The storage facility measures about 27 metres by 90 metres, is 20 metres high and has the capacity to store up to 10,000 cubic metres of waste. It features a 90cm-thick concrete base plate which has been piled with 482 steel rebars that have been anchored in the bedrock. The facility will be owned and operated by Vattenfall subsidiary SVAFO.

It took two years to construct at a cost of SEK141 million (USD13 million), which was according to schedule and approximately SEK30 million less than budgeted, Vattenfall noted.

After going through a test programme, during which it was checked that various installations such as handling and monitoring systems work as they should, the storage facility has now been put into operation.

Following extensive preliminary studies of intermediate storage facilities in Sweden and internationally, Svafo concluded that a solid but structurally simple construction in partially prefabricated reinforced concrete best served the purpose. Since the facility will contain radioactive waste, the construction was subject to strict regulations from the Land and Environmental Court and the Radiation Safety Authority. In the construction permit from the municipality of Nyköping, there were additional rules and SVAFO had its own high requirements for its implementation.

"We do not see the strict requirements as a limitation, but rather as an asset because they make the goal extremely clear," said project manager Fredrik Wenström at SVAFO. "With the requirements as a basis, the competent and pragmatic employees here at SVAFO have been able to solve the questions that arise at various stages in the best way."

Vattenfall said the new interim storage facility is "an important piece of the puzzle" in the disposal of waste from the dismantling of the R2 and Ågesta facilities.
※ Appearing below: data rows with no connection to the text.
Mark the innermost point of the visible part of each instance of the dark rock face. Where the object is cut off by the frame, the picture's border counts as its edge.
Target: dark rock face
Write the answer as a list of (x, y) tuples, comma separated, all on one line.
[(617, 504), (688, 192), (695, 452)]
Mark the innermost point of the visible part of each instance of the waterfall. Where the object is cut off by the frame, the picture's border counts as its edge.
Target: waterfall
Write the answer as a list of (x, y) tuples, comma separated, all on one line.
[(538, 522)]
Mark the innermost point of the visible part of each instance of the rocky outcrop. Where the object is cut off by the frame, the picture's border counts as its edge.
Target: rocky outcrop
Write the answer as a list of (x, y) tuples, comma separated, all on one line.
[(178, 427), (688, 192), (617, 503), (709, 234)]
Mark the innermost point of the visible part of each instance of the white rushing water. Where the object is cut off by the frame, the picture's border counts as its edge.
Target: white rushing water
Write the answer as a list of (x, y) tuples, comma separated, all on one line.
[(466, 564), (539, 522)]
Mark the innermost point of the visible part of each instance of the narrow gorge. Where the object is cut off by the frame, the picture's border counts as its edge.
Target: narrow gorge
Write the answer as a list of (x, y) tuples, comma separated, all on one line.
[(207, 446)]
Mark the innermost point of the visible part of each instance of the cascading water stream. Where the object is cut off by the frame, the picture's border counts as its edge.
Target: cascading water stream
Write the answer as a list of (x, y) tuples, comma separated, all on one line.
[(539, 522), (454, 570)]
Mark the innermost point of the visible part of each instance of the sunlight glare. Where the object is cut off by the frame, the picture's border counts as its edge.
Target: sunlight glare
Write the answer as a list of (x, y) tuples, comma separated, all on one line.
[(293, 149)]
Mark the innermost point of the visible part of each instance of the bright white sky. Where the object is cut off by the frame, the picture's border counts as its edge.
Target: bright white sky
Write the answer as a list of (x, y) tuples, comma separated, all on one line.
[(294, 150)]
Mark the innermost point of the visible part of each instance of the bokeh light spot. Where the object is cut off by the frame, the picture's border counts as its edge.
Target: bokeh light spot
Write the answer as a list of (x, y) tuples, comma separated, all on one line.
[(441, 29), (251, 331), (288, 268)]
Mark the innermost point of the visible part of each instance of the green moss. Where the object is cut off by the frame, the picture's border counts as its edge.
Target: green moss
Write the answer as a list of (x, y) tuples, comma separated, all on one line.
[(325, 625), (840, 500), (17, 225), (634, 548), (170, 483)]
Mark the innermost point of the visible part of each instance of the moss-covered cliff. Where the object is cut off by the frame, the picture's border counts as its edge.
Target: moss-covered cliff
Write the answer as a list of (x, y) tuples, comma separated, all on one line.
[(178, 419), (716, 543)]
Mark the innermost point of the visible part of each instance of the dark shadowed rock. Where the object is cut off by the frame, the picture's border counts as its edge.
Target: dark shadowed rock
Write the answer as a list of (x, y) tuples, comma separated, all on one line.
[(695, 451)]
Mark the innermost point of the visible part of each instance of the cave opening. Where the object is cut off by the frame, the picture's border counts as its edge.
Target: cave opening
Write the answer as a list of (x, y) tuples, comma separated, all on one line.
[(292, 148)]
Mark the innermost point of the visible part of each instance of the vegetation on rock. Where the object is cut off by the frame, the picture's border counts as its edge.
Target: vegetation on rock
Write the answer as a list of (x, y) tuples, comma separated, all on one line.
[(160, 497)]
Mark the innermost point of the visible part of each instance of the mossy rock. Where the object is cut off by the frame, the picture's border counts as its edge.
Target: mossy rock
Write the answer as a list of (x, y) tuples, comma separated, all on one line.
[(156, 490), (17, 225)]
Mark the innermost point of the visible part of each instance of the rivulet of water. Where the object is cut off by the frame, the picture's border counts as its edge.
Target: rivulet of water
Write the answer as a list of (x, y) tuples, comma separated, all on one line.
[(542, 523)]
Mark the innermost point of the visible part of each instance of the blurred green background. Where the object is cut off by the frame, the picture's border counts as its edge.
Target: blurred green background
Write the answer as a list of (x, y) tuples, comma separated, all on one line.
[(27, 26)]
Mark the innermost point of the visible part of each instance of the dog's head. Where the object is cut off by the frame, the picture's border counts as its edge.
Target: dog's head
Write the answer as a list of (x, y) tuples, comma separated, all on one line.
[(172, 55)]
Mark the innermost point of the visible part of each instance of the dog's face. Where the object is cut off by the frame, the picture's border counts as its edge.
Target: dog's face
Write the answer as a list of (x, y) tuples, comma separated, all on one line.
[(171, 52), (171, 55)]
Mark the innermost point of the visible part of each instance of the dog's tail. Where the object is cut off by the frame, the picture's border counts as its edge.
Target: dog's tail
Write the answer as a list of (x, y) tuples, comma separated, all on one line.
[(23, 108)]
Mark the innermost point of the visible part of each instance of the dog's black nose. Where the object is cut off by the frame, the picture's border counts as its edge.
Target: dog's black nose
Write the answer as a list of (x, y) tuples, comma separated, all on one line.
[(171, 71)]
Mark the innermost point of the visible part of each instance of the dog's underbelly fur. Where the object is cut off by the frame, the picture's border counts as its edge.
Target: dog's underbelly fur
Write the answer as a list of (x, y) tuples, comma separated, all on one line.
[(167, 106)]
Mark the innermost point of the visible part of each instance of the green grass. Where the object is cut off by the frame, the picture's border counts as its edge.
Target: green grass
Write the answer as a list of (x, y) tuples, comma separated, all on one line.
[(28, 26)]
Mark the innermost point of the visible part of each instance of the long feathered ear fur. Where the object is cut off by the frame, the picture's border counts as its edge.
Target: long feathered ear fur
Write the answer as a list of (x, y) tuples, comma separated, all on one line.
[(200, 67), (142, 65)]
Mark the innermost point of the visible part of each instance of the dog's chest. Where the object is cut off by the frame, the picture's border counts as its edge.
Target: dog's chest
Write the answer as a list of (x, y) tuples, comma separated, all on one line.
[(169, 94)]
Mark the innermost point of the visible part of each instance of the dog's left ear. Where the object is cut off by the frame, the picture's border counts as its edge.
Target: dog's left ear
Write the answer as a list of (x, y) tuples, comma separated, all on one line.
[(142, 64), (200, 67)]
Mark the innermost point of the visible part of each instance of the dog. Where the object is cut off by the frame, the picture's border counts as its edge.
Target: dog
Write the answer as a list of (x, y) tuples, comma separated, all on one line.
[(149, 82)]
At R2, research into nuclear technology was conducted from 1960-2005, while Ågesta was Sweden's first commercial nuclear power plant, in operation from 1964 until 1974.

Low- and intermediate-level waste from the decommissioning of the two facilities will be kept in the interim storage facility until the final repository for such waste in Forsmark is expanded. High-level used nuclear fuel from R2 and Ågesta will be stored in Svensk Kärnbränslehantering AB's Clab intermediate storage facility near Oskarshamn.